Just as I'm about to sit I see him. Thirty feet away, visible in flickers as the crowd passes in front of him - someone is staring at me, eyes boring a hole through my skull. I nod and smile, keeping the old man act up, but then he slowly and deliberately peels his handlebar moustache off of his face and winks. Oh, shit. I'll have to abort, have to talk to the casino owner and find out how he wants me to proceed. This will all be okay. From just behind me I hear the cranking of gears as the machine's lever is pulled. I spin around and sure enough the red-headed woman with her hand on the lever is pressing one foot against the hidden button at the bottom of the case. I've been made, weeks ago maybe, and they've been watching me this whole time waiting for a night where they could distract me after I had shown them what machine would pay out and when. Oh, gods.
The first wheel snaps into place as I'm turning away - and I know without looking that it's displaying a golden crown.

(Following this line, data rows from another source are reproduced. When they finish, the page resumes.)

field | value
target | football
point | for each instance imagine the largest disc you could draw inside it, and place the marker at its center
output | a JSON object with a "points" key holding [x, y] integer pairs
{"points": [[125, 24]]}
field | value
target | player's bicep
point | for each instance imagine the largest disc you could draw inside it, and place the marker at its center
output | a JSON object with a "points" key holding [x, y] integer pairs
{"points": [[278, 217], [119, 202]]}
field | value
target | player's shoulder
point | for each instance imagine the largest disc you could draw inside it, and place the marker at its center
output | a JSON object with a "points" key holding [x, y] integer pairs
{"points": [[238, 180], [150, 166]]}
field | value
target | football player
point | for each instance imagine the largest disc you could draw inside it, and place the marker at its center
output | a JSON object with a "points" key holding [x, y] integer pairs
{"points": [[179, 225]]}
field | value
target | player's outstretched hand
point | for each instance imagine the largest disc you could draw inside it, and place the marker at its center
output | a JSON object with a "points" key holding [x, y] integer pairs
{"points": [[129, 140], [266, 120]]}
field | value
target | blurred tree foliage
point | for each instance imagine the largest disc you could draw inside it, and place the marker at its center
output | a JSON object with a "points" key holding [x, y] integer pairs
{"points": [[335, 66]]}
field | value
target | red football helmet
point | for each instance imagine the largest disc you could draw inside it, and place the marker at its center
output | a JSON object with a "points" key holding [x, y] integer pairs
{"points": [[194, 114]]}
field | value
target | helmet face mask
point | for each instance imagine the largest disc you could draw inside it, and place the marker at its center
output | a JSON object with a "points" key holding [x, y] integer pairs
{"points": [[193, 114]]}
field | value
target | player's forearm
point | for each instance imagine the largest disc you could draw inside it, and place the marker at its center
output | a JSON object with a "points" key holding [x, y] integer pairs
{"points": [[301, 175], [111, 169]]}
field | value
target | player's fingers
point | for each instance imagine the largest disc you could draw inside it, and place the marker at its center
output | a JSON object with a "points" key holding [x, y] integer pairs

By the time the second one shows I'm hobbling down the aisle and when the third and final nail in my coffin clicks I abandon the facade entirely and fly like a madman into the night, barely ducking under the sweeping gorilla-like arms of the casino guards that flail on instinct at anyone running. The word will be out within the hour and I'll be worth more dead than alive, so there's only one way to go. I reach the hotel just before collapsing - I need to exercise more - and after making sure nobody is watching I allow myself to get back into character as I head through the lobby. Out the back, around the courtyard, through the serviceway...
Only one airship is being prepped for departure. It's a doozy, looks more like a pirate vessel than a merchant or noble ship. This might not be a good idea... but every moment I stay brings my chances of survival closer to zero. The coast is clear, I could make a run for the cargo hold right now. I look up at the cannons, the ominously scarred hull... oh well. Time to become a gambler.